The — ahem — logic of this argument is flawed, as is the line of questioning Logic presents in his first verse. “I’m tired of all of this high school, ‘he’s cool, he’s not rap sh*t,’” he laments, before asking, “Can a single one of you motherf*ckers even rap? Sh*t.”
It’s an age-old argument in rap fan circles, this idea that “nobody in rap is concerned about rapping well anymore.” It’s also total nonsense and the basis for why “Homicide” and songs like it have been so poorly received from many quarters of rap’s massive, diverse fanbase.
The reason the “nobody raps anymore” raps bother people is that it’s obvious that there are actually plenty of rappers who rap very well and that the approach is still very commercially viable.

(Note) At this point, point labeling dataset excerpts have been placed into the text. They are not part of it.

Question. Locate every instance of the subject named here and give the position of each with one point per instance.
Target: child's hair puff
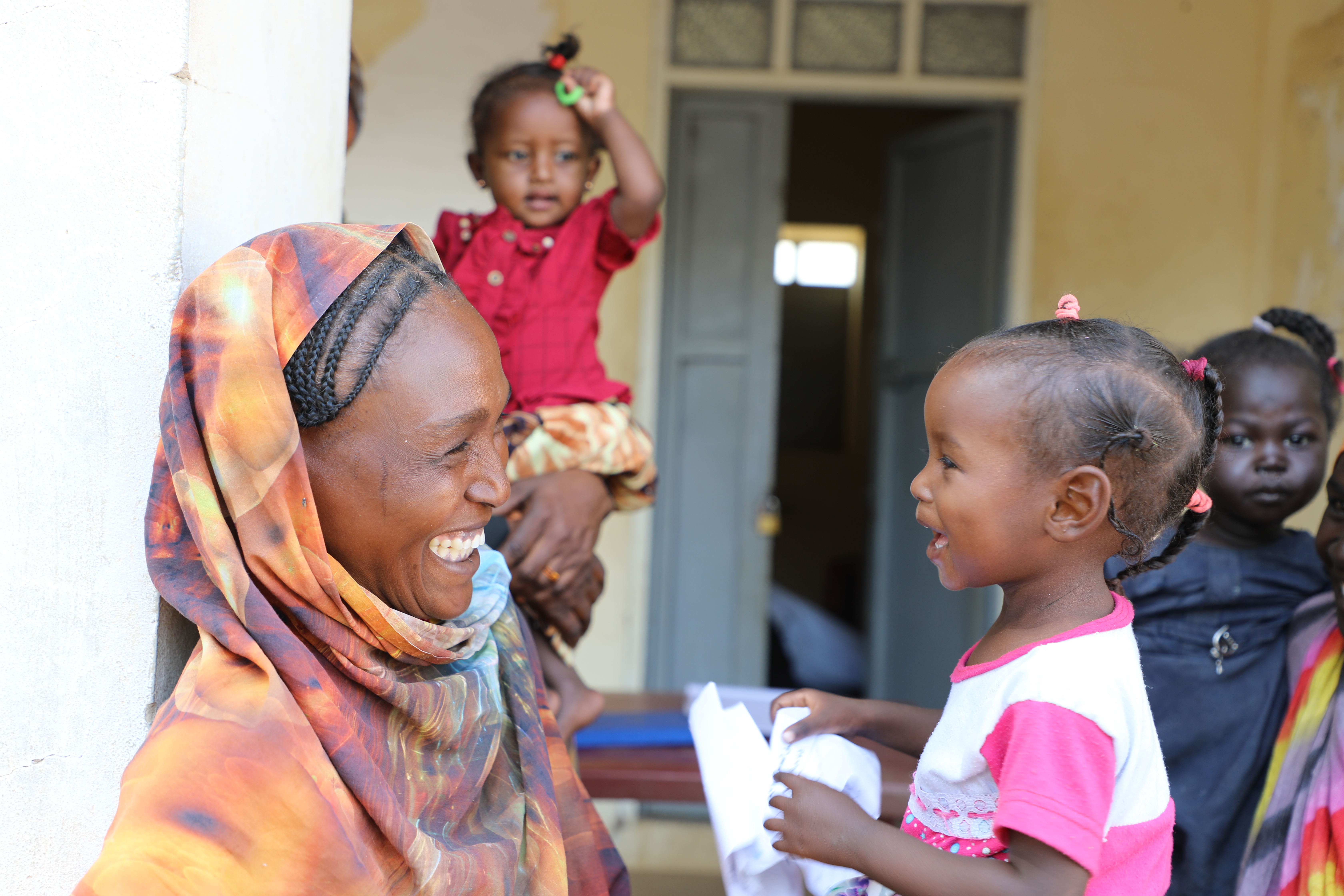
(1259, 346)
(525, 77)
(1112, 396)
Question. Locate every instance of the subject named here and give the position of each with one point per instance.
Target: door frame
(908, 87)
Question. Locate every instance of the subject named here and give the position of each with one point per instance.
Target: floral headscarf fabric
(1299, 827)
(319, 741)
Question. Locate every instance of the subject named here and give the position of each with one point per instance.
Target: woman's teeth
(458, 547)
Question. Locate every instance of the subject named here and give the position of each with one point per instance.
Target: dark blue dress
(1217, 730)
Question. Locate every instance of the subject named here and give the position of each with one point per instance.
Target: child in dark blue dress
(1212, 627)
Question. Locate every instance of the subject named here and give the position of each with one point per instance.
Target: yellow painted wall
(1186, 173)
(1148, 162)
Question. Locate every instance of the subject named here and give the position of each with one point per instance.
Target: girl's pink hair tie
(1199, 503)
(1195, 369)
(1068, 308)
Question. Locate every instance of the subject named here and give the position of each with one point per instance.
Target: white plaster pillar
(140, 142)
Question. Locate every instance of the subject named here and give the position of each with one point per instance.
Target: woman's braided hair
(1245, 348)
(351, 334)
(1112, 396)
(526, 77)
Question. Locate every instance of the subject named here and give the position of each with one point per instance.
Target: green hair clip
(566, 96)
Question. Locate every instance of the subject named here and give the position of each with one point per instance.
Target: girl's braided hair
(351, 334)
(526, 77)
(1259, 346)
(1112, 396)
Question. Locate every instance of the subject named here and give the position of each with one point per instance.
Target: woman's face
(406, 476)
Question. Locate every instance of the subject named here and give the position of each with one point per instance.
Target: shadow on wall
(174, 643)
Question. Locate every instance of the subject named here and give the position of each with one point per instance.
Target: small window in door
(820, 268)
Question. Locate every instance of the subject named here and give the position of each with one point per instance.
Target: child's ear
(1082, 499)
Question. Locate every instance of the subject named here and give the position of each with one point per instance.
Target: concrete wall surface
(104, 211)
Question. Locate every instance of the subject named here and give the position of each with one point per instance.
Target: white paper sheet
(738, 768)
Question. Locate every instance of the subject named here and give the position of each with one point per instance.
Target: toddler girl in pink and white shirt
(1052, 448)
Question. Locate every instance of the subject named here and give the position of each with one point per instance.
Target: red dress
(540, 291)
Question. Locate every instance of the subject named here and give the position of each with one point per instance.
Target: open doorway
(837, 177)
(791, 406)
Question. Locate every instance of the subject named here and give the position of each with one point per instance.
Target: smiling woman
(363, 714)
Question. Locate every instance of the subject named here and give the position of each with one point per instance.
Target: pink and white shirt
(1054, 741)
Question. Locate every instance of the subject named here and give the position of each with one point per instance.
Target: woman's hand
(550, 546)
(561, 516)
(569, 610)
(819, 823)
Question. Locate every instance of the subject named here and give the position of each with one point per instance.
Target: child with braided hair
(1213, 627)
(1053, 447)
(537, 269)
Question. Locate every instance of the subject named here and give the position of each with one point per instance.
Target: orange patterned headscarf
(320, 741)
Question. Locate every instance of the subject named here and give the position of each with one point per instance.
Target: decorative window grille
(722, 33)
(847, 35)
(978, 41)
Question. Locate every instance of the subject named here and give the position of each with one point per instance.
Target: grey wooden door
(944, 281)
(718, 381)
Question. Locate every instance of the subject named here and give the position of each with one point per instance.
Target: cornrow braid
(357, 326)
(1245, 348)
(1191, 522)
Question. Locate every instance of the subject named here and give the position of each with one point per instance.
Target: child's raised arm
(826, 825)
(639, 183)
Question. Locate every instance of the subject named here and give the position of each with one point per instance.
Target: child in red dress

Just within the last two months, J. Cole released “Middle Child,” and YBN Cordae, a dozen years his junior, spazzed out lyrically on “Have Mercy.” The complex, multi-layered, wordplay-riddled bars that Eminem’s fans claim are in short supply in rap are everywhere and you don’t even have to look for them.
Those fans — and Eminem and Logic — tend to focus on a few singles or even lines within those singles that magnify material wealth or sexual fantasies, without ever expanding on why those types of songs appeal to listeners, or why those items might be significant to underprivileged rappers who come from impoverished upbringings to eventually earn the ability to acquire those symbols of wealth.